Growing up, my dad always had at LEAST three paperback books in the bathroom, he's never been a read-one-at-a-time guy. My brother would have his dirt bike magazines in there, and I would sneak the TV guide in. I guess I thought it was just something you did. Over the years my Mother has dropped her proper-ness I guess, as there are Martha Stewart Livings and such in her restroom. And it's passed on down the line, as my daughter will cart her Nintendo Power magazines in there.

I think reading in the bathroom can be dangerous, if you are a perpetual clutz like my sister in law. My niece left newspaper on the floor in one of their bathrooms, my sister in law went it, stepped on it, it somehow slipped, and she fell and hit her back on the toilet. I am a horrible person and laughed about that.

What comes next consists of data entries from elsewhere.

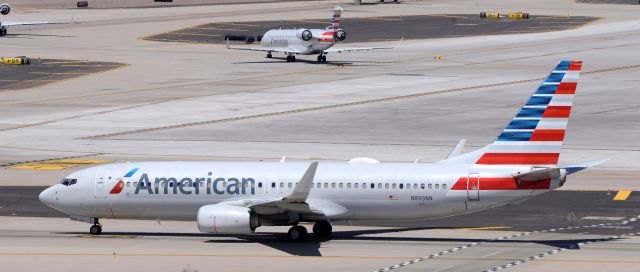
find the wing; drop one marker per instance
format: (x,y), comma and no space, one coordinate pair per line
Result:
(349,49)
(15,23)
(267,49)
(297,202)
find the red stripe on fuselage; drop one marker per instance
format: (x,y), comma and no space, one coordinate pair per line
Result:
(567,88)
(503,184)
(519,158)
(547,135)
(557,112)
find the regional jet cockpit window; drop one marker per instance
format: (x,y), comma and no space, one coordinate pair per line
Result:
(68,182)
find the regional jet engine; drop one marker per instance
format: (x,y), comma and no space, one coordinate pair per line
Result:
(305,34)
(5,9)
(218,218)
(341,35)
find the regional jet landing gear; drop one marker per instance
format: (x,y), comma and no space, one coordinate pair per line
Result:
(96,229)
(321,230)
(322,58)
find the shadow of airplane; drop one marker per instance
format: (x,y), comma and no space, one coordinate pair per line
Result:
(311,247)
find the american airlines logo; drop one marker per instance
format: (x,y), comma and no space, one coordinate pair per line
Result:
(208,184)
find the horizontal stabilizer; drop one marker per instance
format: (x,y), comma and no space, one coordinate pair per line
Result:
(581,166)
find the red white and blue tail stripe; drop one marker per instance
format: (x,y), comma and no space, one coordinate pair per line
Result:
(536,133)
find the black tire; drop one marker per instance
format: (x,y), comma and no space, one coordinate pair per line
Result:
(95,230)
(322,230)
(298,233)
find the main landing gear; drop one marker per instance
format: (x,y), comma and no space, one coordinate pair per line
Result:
(96,229)
(322,58)
(321,230)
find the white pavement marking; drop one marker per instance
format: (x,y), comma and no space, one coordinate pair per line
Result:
(554,251)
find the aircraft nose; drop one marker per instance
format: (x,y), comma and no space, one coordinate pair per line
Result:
(48,196)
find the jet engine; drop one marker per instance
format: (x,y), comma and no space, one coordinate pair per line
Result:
(341,35)
(5,9)
(305,34)
(220,218)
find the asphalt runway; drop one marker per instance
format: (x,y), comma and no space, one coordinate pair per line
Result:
(552,210)
(48,71)
(387,28)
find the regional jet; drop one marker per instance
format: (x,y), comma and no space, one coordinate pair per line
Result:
(238,197)
(294,42)
(5,9)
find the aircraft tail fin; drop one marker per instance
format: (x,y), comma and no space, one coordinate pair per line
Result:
(534,136)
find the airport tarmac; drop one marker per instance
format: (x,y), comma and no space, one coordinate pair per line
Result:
(179,101)
(49,71)
(376,29)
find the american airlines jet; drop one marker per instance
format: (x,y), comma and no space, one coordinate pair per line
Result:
(294,42)
(5,9)
(238,197)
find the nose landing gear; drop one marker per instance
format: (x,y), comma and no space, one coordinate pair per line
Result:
(322,58)
(96,229)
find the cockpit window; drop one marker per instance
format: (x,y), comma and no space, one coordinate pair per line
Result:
(68,182)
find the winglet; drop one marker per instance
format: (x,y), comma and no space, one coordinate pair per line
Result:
(303,188)
(457,149)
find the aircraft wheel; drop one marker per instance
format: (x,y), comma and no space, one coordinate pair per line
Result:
(322,229)
(298,233)
(95,230)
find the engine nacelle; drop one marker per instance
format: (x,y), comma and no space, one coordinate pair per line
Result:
(5,9)
(226,219)
(341,35)
(304,34)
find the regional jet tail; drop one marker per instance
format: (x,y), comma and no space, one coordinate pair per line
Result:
(238,197)
(6,9)
(293,42)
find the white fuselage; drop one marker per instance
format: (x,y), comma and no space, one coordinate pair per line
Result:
(343,191)
(289,38)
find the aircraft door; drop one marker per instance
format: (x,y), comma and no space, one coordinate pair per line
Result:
(473,186)
(100,189)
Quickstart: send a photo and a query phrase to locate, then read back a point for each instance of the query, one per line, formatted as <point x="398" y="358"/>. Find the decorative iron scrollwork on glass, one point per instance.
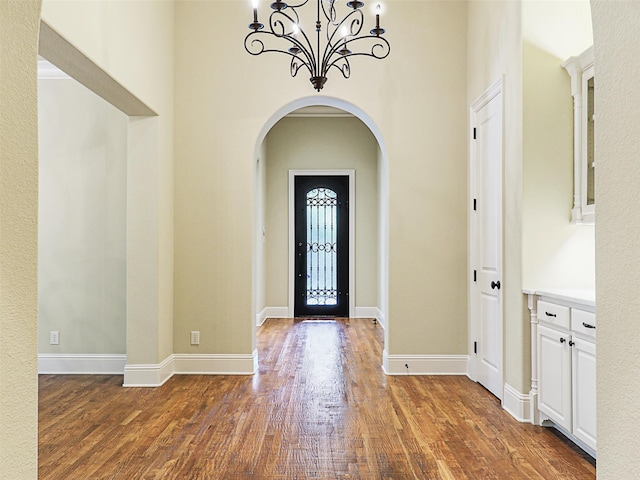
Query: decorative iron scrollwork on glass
<point x="322" y="247"/>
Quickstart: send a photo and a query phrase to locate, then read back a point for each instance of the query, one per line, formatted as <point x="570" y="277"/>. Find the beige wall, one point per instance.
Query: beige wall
<point x="422" y="121"/>
<point x="322" y="143"/>
<point x="555" y="253"/>
<point x="82" y="220"/>
<point x="617" y="43"/>
<point x="18" y="239"/>
<point x="133" y="43"/>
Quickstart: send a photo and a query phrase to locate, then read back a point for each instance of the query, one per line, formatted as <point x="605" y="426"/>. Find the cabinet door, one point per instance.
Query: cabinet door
<point x="554" y="375"/>
<point x="584" y="391"/>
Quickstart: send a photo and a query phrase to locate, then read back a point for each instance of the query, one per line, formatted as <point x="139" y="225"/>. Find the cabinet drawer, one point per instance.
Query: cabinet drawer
<point x="554" y="314"/>
<point x="583" y="322"/>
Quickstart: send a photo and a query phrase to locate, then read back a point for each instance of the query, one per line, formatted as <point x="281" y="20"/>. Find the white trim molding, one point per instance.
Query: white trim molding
<point x="148" y="375"/>
<point x="152" y="375"/>
<point x="271" y="312"/>
<point x="352" y="231"/>
<point x="424" y="364"/>
<point x="371" y="312"/>
<point x="215" y="364"/>
<point x="72" y="363"/>
<point x="516" y="404"/>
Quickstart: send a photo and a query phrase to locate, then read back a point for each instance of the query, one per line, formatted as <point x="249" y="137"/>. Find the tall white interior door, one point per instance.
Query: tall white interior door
<point x="486" y="239"/>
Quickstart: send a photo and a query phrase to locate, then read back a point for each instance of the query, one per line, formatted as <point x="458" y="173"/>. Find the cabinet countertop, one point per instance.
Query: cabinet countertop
<point x="581" y="296"/>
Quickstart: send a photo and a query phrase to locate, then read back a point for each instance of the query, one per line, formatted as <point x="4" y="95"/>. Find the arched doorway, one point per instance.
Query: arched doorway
<point x="323" y="112"/>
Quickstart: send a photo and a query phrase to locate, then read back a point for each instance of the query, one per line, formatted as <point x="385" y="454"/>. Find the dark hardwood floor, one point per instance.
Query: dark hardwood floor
<point x="319" y="408"/>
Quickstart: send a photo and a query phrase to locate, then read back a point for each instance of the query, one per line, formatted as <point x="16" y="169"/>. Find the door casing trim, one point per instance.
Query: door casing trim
<point x="494" y="90"/>
<point x="352" y="231"/>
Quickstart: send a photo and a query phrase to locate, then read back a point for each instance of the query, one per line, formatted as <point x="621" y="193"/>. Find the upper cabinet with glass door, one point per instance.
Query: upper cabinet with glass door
<point x="581" y="70"/>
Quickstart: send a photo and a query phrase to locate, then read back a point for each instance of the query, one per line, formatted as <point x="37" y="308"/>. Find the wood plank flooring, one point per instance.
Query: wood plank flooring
<point x="319" y="408"/>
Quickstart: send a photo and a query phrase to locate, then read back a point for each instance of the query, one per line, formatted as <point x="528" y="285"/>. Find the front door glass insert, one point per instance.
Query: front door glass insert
<point x="322" y="244"/>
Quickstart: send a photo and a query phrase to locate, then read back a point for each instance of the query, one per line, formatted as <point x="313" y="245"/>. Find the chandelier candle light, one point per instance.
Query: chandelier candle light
<point x="284" y="34"/>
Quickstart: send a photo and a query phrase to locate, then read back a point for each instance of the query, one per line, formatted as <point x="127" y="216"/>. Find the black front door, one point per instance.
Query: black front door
<point x="322" y="246"/>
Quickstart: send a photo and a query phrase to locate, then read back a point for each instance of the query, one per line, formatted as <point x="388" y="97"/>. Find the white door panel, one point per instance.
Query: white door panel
<point x="486" y="239"/>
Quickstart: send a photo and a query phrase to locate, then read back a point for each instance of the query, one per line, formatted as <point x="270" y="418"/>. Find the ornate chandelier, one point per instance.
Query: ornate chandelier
<point x="332" y="49"/>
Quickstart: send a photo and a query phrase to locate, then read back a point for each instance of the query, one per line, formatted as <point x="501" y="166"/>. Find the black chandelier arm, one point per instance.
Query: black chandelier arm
<point x="342" y="39"/>
<point x="354" y="26"/>
<point x="277" y="24"/>
<point x="255" y="46"/>
<point x="275" y="21"/>
<point x="342" y="64"/>
<point x="379" y="48"/>
<point x="331" y="14"/>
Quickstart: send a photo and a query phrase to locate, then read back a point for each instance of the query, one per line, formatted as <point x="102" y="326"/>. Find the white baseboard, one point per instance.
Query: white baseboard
<point x="424" y="364"/>
<point x="150" y="375"/>
<point x="70" y="364"/>
<point x="371" y="312"/>
<point x="271" y="312"/>
<point x="516" y="404"/>
<point x="214" y="364"/>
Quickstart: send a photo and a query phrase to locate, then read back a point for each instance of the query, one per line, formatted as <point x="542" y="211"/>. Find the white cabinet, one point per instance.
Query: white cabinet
<point x="554" y="376"/>
<point x="564" y="376"/>
<point x="584" y="391"/>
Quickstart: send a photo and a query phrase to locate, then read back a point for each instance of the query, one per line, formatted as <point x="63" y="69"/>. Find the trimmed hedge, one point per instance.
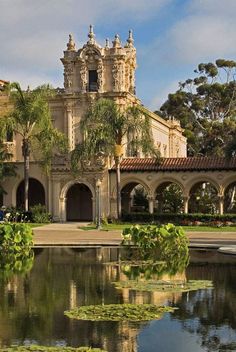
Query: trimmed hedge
<point x="180" y="219"/>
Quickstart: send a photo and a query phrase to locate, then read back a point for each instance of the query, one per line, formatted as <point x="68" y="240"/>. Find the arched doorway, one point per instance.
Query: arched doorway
<point x="204" y="198"/>
<point x="230" y="199"/>
<point x="79" y="204"/>
<point x="134" y="198"/>
<point x="169" y="198"/>
<point x="36" y="193"/>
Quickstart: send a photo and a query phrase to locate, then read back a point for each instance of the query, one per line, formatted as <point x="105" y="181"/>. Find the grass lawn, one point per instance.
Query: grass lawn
<point x="34" y="224"/>
<point x="111" y="227"/>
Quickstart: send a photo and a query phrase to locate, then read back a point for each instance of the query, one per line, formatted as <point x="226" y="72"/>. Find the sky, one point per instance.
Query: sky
<point x="171" y="37"/>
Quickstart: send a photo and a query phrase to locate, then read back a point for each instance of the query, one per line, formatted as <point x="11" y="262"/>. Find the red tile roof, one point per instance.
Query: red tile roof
<point x="177" y="164"/>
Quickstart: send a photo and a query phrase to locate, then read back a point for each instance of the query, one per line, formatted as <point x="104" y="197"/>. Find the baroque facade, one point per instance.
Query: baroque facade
<point x="90" y="73"/>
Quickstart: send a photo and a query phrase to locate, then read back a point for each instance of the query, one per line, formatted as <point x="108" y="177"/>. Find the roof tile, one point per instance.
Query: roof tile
<point x="177" y="164"/>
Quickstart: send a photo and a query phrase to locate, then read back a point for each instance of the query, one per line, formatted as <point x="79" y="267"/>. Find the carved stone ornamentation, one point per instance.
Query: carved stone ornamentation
<point x="100" y="76"/>
<point x="71" y="44"/>
<point x="68" y="76"/>
<point x="117" y="74"/>
<point x="83" y="77"/>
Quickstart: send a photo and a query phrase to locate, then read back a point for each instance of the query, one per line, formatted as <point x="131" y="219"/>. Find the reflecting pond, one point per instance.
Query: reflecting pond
<point x="32" y="306"/>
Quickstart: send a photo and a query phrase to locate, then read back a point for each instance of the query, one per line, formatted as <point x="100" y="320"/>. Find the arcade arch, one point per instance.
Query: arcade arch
<point x="230" y="198"/>
<point x="36" y="193"/>
<point x="203" y="198"/>
<point x="169" y="198"/>
<point x="79" y="203"/>
<point x="134" y="197"/>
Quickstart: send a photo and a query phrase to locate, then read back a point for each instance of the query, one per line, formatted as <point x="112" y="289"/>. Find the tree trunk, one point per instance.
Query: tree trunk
<point x="118" y="194"/>
<point x="26" y="155"/>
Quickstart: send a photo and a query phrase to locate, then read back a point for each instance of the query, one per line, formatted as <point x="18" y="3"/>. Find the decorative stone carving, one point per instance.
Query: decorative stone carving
<point x="71" y="44"/>
<point x="83" y="77"/>
<point x="91" y="36"/>
<point x="130" y="40"/>
<point x="100" y="76"/>
<point x="68" y="76"/>
<point x="116" y="42"/>
<point x="118" y="75"/>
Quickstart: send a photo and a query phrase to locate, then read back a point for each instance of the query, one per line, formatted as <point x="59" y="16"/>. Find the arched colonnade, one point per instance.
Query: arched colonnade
<point x="179" y="192"/>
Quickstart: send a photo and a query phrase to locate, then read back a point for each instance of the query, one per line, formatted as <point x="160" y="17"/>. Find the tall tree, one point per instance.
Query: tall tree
<point x="30" y="118"/>
<point x="107" y="128"/>
<point x="7" y="169"/>
<point x="206" y="107"/>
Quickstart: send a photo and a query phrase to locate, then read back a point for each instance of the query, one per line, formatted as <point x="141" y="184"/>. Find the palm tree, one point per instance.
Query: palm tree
<point x="30" y="118"/>
<point x="7" y="169"/>
<point x="106" y="129"/>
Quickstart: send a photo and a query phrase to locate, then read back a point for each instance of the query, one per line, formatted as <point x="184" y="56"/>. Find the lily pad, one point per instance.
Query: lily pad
<point x="35" y="348"/>
<point x="119" y="312"/>
<point x="165" y="286"/>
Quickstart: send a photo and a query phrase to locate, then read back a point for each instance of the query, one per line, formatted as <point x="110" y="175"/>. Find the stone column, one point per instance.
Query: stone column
<point x="56" y="200"/>
<point x="63" y="209"/>
<point x="221" y="204"/>
<point x="151" y="204"/>
<point x="186" y="199"/>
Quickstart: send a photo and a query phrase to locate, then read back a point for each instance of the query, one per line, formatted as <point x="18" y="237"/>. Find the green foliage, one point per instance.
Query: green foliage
<point x="165" y="286"/>
<point x="204" y="199"/>
<point x="40" y="214"/>
<point x="170" y="199"/>
<point x="206" y="108"/>
<point x="164" y="242"/>
<point x="179" y="219"/>
<point x="119" y="312"/>
<point x="105" y="125"/>
<point x="7" y="169"/>
<point x="140" y="197"/>
<point x="15" y="248"/>
<point x="36" y="348"/>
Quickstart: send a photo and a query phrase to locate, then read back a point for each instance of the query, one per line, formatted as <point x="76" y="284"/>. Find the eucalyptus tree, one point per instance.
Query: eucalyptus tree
<point x="30" y="117"/>
<point x="7" y="169"/>
<point x="107" y="128"/>
<point x="206" y="107"/>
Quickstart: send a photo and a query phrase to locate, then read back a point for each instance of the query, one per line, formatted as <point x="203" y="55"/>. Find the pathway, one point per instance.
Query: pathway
<point x="69" y="234"/>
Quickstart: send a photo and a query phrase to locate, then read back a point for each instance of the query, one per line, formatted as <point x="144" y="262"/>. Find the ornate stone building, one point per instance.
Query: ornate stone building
<point x="90" y="73"/>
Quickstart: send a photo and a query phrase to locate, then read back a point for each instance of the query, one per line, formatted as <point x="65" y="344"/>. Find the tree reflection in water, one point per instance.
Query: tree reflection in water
<point x="212" y="311"/>
<point x="32" y="307"/>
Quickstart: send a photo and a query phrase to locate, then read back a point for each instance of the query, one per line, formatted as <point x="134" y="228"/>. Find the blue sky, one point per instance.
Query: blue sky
<point x="171" y="37"/>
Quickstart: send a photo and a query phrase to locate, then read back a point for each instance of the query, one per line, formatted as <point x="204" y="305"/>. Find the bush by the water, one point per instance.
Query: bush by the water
<point x="40" y="214"/>
<point x="16" y="242"/>
<point x="182" y="219"/>
<point x="164" y="242"/>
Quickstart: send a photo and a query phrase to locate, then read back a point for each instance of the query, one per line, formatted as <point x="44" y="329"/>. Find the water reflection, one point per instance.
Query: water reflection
<point x="31" y="308"/>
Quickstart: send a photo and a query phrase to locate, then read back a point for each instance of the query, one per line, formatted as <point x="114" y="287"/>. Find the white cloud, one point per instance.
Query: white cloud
<point x="33" y="34"/>
<point x="200" y="37"/>
<point x="208" y="31"/>
<point x="162" y="95"/>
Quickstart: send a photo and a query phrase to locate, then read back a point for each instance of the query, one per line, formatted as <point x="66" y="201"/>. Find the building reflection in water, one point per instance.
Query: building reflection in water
<point x="31" y="308"/>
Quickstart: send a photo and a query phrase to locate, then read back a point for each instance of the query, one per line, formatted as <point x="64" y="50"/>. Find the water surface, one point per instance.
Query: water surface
<point x="32" y="306"/>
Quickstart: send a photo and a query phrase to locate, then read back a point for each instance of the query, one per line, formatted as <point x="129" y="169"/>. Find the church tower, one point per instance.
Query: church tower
<point x="94" y="72"/>
<point x="96" y="69"/>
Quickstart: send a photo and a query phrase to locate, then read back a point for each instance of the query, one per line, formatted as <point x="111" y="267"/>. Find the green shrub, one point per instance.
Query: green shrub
<point x="165" y="242"/>
<point x="40" y="214"/>
<point x="180" y="219"/>
<point x="15" y="248"/>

When my daughter was three, apparently I was in the restroom too long, because she drew a picture of a snake and shoved it under the bathroom door. A cobra, no less.
 
shoot, I thought me again was back and posting again!!! I was reading through the thread and saw lots of people I hadn't seen posting in awhile until I realized the thread was from 2007!!!!! Why do people drag out old threads just to get us all excited again!!!

I was just going to ask the same thing!
 
I'm Broadway Duchess, and I'm a Toilet Reader.:thumbsup2

My parents call it the library. All of the magazines wind up in the basket there, so we're generally a well-informed bunch. If I call to speak to my father and he is otherwise occupied, my mother will say he's "conducting research." DS10 does take forever and I know that's something that he picked up from all of us. I think it's because potty time is private time, and generally, no one gets bothered there.

Before DB started school, my mother had to break him of the habit of stripping completely nude to do #2. She would explain to him that it wasn't necessary and ask him why he needed to be naked, and he'd always tell her that he didn't want "anything to get on anything." DB is 27 now and he is still strange.
 
When I get my Parent's magazine, it pretty much immediately goes into 1 of the 2 bathrooms in my house. I recently cleared out the stack of magazines off the backs of the toilets and we're starting over again! :lmao:

My husband sometimes even takes his laptop (we each have our own) into the potty with him.